Friday’s shooting put a spotlight on vaccine misinformation spreaders and fueled calls for the ouster of HHS Secretary Robert Kennedy Jr., a longtime anti-vax activist who once called the mRNA jabs “the deadliest vaccine ever made.” But as Bhattacharya’s appearance on War Room highlighted, Kennedy is not the only government official in the current HHS to push vaccine fear.
Along with the secretary and NIH director, Makary and his team at the FDA—Tracy Beth Høeg and reinstated head of the FDA’s Center for Biologics Evaluation and Research, Vinay Prasad—have also cast doubt on the safety and usefulness of the mRNA vaccines.
After his agency moved to restrict their use, the FDA commissioner went on CNBC to discuss the vaccines. Asked for data on vaccine injury, he cited anecdotes, claiming that a friend of his had lost a parent to the shot.
NIH workers told Important Context that they were disappointed with Bhattacharya’s comments and willingness to engage openly with Bannon, who was instrumental in promoting the political conspiracies and hysteria that led to the violent insurrection, and who served time in prison for openly defying a congressional subpoena from the January 6 Commission.
“I was in the room when Dr. B said he was ‘disappointed in us’ for politicizing our interactions by having a pro-NIH rally,” said Sarah Kobrin, a branch chief at the National Cancer Institute.
Kobrin, who made clear she was speaking for herself, as an individual, continued on, remarking, “How should we understand his appearances on extreme right-wing media? I’m disappointed in him.”
One staff scientist, who spoke on the condition of anonymity, said that “skepticism over and false claims about the COVID-19 vaccine, championed by RFK Jr. and amplified by Dr. Bhattacharya on right-wing news media, has furthered distrust in biomedicine and discontent,” warning that the director’s “sensationalistic comments contribute to a narrative that federal workers and the public health workforce are intentionally causing harm.”
“This kind of demonization unsurprisingly leads to violence when so many people are armed in this country,” they said.

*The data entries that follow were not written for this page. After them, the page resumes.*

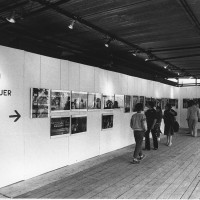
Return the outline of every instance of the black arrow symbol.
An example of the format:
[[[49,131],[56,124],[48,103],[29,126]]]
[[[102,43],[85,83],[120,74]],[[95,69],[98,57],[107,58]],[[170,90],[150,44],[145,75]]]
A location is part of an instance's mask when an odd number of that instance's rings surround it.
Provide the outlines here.
[[[21,115],[20,115],[16,110],[15,110],[15,113],[16,113],[17,115],[9,115],[9,118],[16,117],[16,119],[15,119],[14,122],[16,122],[16,121],[21,117]]]

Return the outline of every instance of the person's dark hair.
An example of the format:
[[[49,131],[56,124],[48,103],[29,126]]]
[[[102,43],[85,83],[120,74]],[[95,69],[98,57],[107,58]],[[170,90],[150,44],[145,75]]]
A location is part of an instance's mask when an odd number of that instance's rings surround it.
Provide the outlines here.
[[[138,111],[142,111],[143,110],[143,104],[142,103],[137,103],[135,105],[135,111],[138,112]]]
[[[170,103],[167,103],[165,106],[168,107],[169,109],[172,108],[172,105]]]
[[[153,107],[155,106],[155,104],[154,104],[153,101],[149,101],[149,102],[148,102],[148,105],[149,105],[151,108],[153,108]]]
[[[162,110],[160,106],[156,106],[156,110]]]

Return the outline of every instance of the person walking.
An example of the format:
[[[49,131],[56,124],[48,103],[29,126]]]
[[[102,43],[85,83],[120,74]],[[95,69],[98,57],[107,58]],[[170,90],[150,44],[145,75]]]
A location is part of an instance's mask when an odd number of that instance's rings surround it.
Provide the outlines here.
[[[193,137],[197,137],[197,122],[200,118],[199,108],[196,106],[193,100],[189,102],[190,107],[187,110],[187,121],[189,126],[189,132]]]
[[[161,121],[162,121],[162,109],[160,106],[157,106],[156,107],[156,124],[155,124],[155,130],[156,130],[156,136],[157,136],[157,139],[158,141],[160,141],[160,134],[162,133],[161,130],[160,130],[160,126],[161,126]]]
[[[174,135],[174,122],[175,122],[175,116],[177,116],[177,112],[172,109],[172,106],[170,103],[167,103],[165,105],[165,111],[164,111],[164,123],[165,123],[165,128],[164,128],[164,135],[167,136],[167,146],[172,145],[172,136]]]
[[[156,135],[156,129],[155,124],[157,121],[157,115],[156,110],[154,109],[154,102],[149,101],[148,102],[148,110],[145,112],[146,118],[147,118],[147,131],[145,133],[145,150],[150,150],[150,138],[149,134],[151,132],[153,137],[153,146],[154,150],[158,149],[158,139]]]
[[[144,159],[145,155],[142,153],[142,142],[144,133],[146,131],[146,117],[142,112],[143,104],[137,103],[135,105],[135,110],[137,113],[133,114],[131,117],[130,127],[134,131],[135,138],[135,150],[133,153],[133,164],[138,164],[140,160]]]

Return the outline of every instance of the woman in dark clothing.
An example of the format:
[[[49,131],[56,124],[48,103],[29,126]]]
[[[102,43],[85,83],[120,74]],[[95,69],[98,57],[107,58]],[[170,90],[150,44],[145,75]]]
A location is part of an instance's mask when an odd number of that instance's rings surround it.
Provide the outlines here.
[[[160,141],[160,134],[162,133],[160,130],[160,126],[161,126],[161,121],[162,121],[162,109],[160,106],[156,107],[156,124],[155,124],[155,130],[156,130],[156,136],[158,138],[158,141]]]
[[[173,125],[175,122],[175,116],[177,116],[177,112],[172,109],[171,104],[167,103],[165,105],[165,111],[163,116],[165,123],[164,135],[167,136],[167,146],[172,145],[172,135],[174,135]]]

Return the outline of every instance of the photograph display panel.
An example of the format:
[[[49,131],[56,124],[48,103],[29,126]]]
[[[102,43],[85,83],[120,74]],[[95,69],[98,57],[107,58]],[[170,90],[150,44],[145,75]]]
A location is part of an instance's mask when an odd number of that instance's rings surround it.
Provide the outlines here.
[[[140,102],[139,96],[133,96],[132,100],[132,111],[135,112],[135,105]]]
[[[70,133],[70,117],[51,118],[51,136],[65,135]]]
[[[31,88],[31,118],[47,118],[50,113],[50,90]]]
[[[124,108],[124,95],[115,95],[114,108]]]
[[[69,91],[52,90],[51,91],[51,111],[70,110],[71,93]]]
[[[87,131],[87,116],[72,116],[71,134]]]
[[[113,128],[113,114],[102,115],[102,130]]]
[[[140,96],[140,102],[143,106],[145,105],[145,97],[144,96]]]
[[[103,109],[113,109],[114,95],[103,95]]]
[[[129,113],[131,111],[131,96],[124,96],[124,112]]]
[[[157,106],[159,106],[159,107],[161,107],[162,108],[162,99],[156,99],[155,100],[155,106],[157,107]]]
[[[89,93],[88,94],[88,109],[101,109],[101,94]]]
[[[183,108],[188,108],[188,102],[191,99],[183,99]]]
[[[172,107],[176,106],[176,100],[175,99],[169,99],[169,103],[171,104]]]
[[[87,92],[72,92],[71,109],[86,110],[87,109]]]

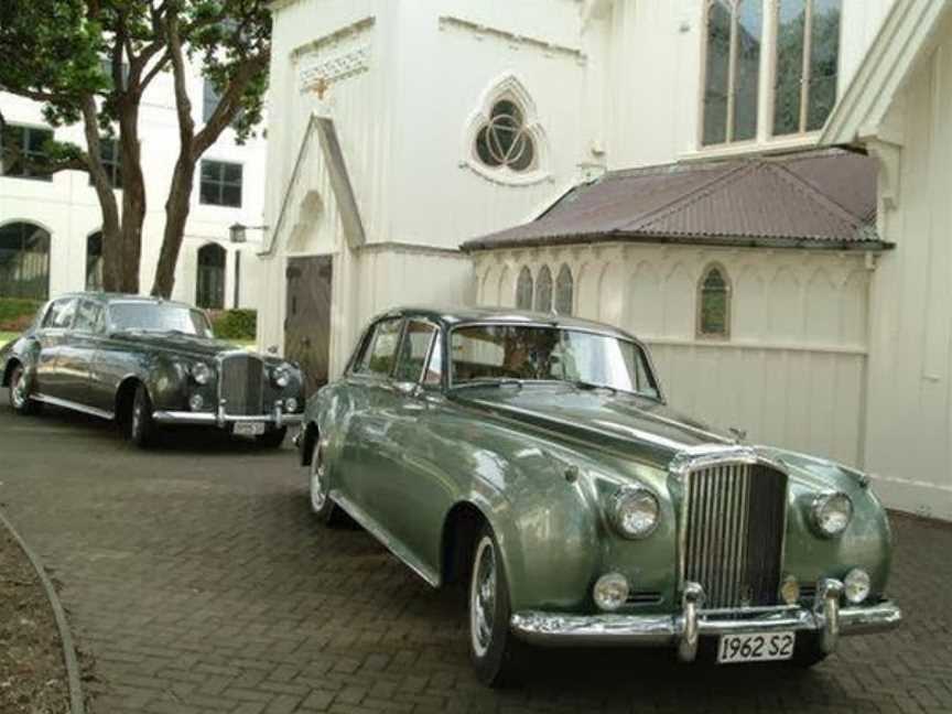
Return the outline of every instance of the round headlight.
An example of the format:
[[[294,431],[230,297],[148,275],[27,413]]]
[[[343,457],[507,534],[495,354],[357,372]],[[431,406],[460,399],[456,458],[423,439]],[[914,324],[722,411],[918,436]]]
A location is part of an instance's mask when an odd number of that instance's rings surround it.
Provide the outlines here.
[[[824,494],[813,501],[813,522],[823,536],[839,536],[853,518],[853,501],[846,494]]]
[[[628,599],[628,581],[620,573],[608,573],[595,582],[592,596],[599,609],[616,610]]]
[[[207,385],[212,380],[212,368],[205,363],[192,365],[192,379],[199,385]]]
[[[658,526],[658,499],[647,488],[621,488],[612,501],[612,523],[625,538],[645,538]]]
[[[271,380],[275,387],[284,389],[291,382],[291,374],[286,367],[275,367],[271,372]]]
[[[843,578],[843,594],[854,605],[865,601],[869,597],[869,574],[858,567],[846,573],[846,577]]]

Another NIH worker, who wished to remain anonymous for fear of retaliation, told Important Context that Bhattacharya’s appearance on Bannon was hypocritical for the director.
“For someone who doesn't want science to be politicized he sure does a lot of politicizing of science,” they said. “It's extremely frustrating. Coupled with the recent EO (and all sorts of quotes from [Director of the United States Office of Management and Budget Russell] Vought AND Jay) blaming NIH for COVID it's a real problem.”

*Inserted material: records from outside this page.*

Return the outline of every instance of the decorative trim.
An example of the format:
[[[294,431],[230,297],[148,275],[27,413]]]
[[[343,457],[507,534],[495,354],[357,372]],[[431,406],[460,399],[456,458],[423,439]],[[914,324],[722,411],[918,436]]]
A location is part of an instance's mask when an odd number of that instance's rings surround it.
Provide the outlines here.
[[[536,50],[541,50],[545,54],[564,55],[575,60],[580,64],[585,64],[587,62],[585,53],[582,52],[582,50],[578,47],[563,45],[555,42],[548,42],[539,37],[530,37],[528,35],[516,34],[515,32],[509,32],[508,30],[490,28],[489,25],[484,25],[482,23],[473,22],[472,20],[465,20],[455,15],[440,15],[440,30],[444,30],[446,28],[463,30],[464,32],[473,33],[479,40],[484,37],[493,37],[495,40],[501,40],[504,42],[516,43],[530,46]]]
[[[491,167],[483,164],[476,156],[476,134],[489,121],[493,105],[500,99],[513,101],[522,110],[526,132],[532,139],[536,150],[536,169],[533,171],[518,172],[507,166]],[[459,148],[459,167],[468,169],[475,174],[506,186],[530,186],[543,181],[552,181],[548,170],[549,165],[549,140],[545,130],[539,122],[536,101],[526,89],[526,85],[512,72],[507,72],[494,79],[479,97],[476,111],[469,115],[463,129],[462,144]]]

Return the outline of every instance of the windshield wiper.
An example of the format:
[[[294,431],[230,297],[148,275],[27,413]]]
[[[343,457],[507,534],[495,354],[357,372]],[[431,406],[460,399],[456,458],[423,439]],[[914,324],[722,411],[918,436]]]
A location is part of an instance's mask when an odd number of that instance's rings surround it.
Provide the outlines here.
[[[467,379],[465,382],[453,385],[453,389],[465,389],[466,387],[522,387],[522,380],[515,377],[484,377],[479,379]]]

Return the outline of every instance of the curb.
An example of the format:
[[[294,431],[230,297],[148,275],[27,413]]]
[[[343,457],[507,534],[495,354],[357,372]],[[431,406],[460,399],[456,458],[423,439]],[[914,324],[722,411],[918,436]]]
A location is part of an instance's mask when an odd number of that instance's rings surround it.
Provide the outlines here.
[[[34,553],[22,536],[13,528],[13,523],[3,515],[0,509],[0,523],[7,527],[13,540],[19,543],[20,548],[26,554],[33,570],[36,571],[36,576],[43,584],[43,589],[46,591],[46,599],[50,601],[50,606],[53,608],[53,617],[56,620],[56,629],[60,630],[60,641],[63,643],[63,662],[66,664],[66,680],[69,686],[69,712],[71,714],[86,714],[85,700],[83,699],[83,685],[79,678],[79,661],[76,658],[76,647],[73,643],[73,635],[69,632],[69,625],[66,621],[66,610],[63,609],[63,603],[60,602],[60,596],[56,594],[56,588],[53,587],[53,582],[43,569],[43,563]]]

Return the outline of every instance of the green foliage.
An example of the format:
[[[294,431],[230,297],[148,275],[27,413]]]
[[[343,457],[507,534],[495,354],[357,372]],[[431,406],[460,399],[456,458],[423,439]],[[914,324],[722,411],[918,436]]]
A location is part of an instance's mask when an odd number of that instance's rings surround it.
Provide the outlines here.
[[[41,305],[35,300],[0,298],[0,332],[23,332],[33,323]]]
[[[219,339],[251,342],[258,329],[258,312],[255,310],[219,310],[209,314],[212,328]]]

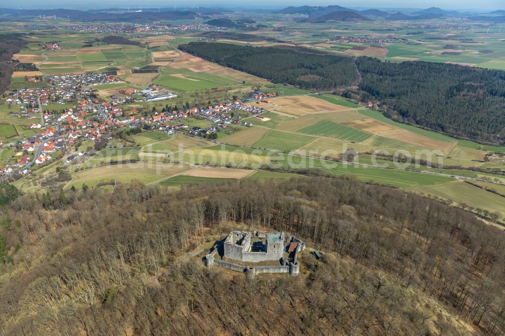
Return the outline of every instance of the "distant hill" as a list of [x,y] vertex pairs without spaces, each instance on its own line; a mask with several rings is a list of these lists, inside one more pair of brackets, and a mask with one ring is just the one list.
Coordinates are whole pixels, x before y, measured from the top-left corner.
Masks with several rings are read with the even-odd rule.
[[485,16],[478,15],[477,16],[468,17],[469,20],[474,21],[489,21],[491,22],[505,22],[505,16]]
[[365,10],[364,11],[359,11],[357,12],[361,15],[369,16],[387,16],[389,15],[387,12],[379,11],[379,10]]
[[326,6],[325,7],[319,7],[315,11],[313,11],[311,13],[310,16],[311,17],[319,17],[323,16],[323,15],[326,15],[326,14],[329,14],[330,13],[334,13],[335,12],[352,12],[356,13],[356,11],[353,11],[352,10],[349,9],[348,8],[345,8],[345,7],[342,7],[342,6],[339,6],[337,5],[333,5],[331,6]]
[[84,21],[107,21],[115,22],[138,22],[160,20],[192,20],[196,17],[196,13],[190,11],[166,11],[158,13],[157,11],[132,12],[130,13],[111,13],[106,10],[77,11],[75,10],[9,10],[0,9],[3,18],[16,20],[20,18],[38,18],[40,15],[57,18],[68,17],[72,20]]
[[[305,14],[312,18],[320,18],[324,15],[336,12],[350,12],[360,15],[369,16],[386,16],[389,13],[376,9],[365,10],[364,11],[355,11],[337,5],[329,6],[300,6],[294,7],[290,6],[287,7],[275,13],[283,14]],[[342,21],[342,20],[339,20]]]
[[451,14],[459,14],[456,11],[444,11],[438,7],[430,7],[429,8],[413,13],[416,15],[424,15],[425,14],[440,14],[440,15],[449,15]]
[[386,17],[386,20],[409,20],[411,18],[410,15],[407,15],[401,12],[397,12],[394,14],[391,14],[389,16]]
[[243,25],[235,23],[229,19],[214,19],[206,22],[208,25],[215,27],[223,27],[224,28],[244,28]]
[[411,20],[431,20],[433,19],[438,19],[443,16],[443,14],[420,14],[419,15],[407,15],[405,13],[398,12],[391,14],[386,18],[386,20],[391,21],[406,21]]
[[371,21],[371,19],[348,11],[339,11],[307,20],[308,22],[334,21]]
[[311,12],[316,10],[318,7],[317,6],[300,6],[295,7],[289,6],[286,8],[283,8],[275,13],[279,14],[310,14]]

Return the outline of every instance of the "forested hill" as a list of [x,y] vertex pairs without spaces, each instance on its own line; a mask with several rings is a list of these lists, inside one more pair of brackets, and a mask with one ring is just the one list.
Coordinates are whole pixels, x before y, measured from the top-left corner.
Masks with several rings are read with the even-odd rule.
[[350,57],[306,48],[256,47],[230,43],[192,42],[181,50],[237,70],[316,90],[356,83],[359,75]]
[[360,58],[364,101],[387,115],[460,138],[505,143],[505,72]]
[[[0,222],[6,336],[505,328],[503,231],[397,189],[300,178],[164,191],[134,180],[111,192],[19,196]],[[326,256],[302,253],[298,276],[250,282],[182,257],[242,228],[283,231]]]
[[5,92],[11,85],[13,67],[9,62],[12,55],[27,43],[22,36],[17,33],[0,34],[0,92]]
[[352,59],[304,48],[209,42],[179,48],[275,83],[315,91],[348,87],[361,74],[360,91],[348,90],[348,96],[378,103],[390,118],[458,138],[505,144],[505,71]]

“We do not feel safe,” they added.
Shiv Prasad, a scientific review officer at NIH, warned that the agency needs to update security in its buildings in light of the shooting. Indeed, online threats against scientists have been worse since COVID hit.

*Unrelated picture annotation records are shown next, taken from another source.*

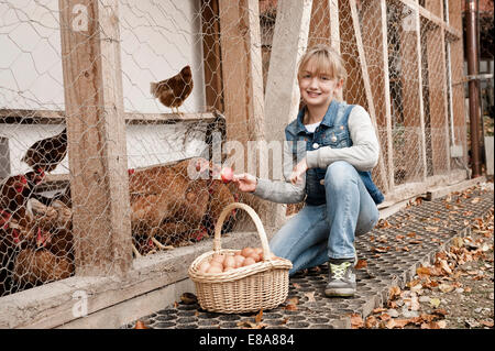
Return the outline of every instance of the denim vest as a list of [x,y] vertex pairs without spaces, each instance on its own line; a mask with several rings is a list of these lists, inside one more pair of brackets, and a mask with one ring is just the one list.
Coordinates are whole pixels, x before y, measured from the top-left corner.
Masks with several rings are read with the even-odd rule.
[[[293,155],[301,160],[301,154],[306,151],[314,151],[321,146],[331,146],[332,149],[352,146],[348,120],[353,107],[353,105],[332,100],[315,133],[308,133],[302,124],[305,116],[305,108],[302,108],[297,114],[297,119],[285,129],[286,140],[294,142]],[[297,141],[305,141],[306,143],[297,143]],[[301,150],[301,145],[306,149]],[[322,168],[310,168],[306,172],[306,202],[308,205],[318,206],[326,202],[324,185],[320,183],[324,179],[326,173],[327,169]],[[384,196],[373,183],[371,172],[358,171],[358,173],[375,204],[383,202]]]

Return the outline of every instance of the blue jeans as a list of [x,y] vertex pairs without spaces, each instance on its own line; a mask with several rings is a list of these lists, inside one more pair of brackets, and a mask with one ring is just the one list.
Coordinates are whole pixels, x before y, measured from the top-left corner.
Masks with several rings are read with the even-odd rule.
[[354,259],[354,234],[378,221],[378,209],[356,169],[346,162],[330,164],[324,175],[327,204],[306,205],[272,238],[270,249],[293,262],[289,275],[331,259]]

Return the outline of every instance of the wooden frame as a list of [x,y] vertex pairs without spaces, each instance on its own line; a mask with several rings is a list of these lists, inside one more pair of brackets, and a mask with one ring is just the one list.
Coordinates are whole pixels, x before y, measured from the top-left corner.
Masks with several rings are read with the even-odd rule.
[[76,274],[123,275],[132,237],[118,4],[58,4]]

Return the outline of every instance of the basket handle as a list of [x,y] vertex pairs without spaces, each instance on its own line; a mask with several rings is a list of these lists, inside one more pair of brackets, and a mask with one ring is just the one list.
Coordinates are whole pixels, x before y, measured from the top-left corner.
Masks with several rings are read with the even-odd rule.
[[272,260],[273,254],[272,251],[270,251],[268,240],[266,239],[266,232],[263,228],[263,223],[257,216],[256,211],[242,202],[232,202],[228,205],[222,212],[220,213],[220,217],[217,220],[217,224],[215,226],[215,239],[213,239],[213,250],[215,252],[218,252],[221,250],[221,230],[223,226],[223,221],[226,220],[227,215],[230,213],[235,208],[243,209],[244,211],[250,215],[251,219],[253,220],[254,224],[256,226],[257,234],[260,235],[262,248],[263,248],[263,261]]

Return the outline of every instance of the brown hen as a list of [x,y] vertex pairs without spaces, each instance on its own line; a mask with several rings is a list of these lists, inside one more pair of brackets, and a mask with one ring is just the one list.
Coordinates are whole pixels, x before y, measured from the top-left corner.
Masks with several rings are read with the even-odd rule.
[[193,91],[194,81],[190,66],[184,67],[177,75],[168,79],[151,83],[151,94],[160,99],[160,102],[179,113],[178,108]]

“Americans have been misled into believing that mRNA vaccines are unsafe and that NIH was somehow complicit in the COVID-19 pandemic,” Prasad said. “As we saw in Atlanta, unstable people will be motivated by these falsehoods to attack federal research facilities. NIH has campuses and off-campus buildings across the US that are vulnerable. At risk are not only workers, but visitors, patients, and children at daycare facilities.”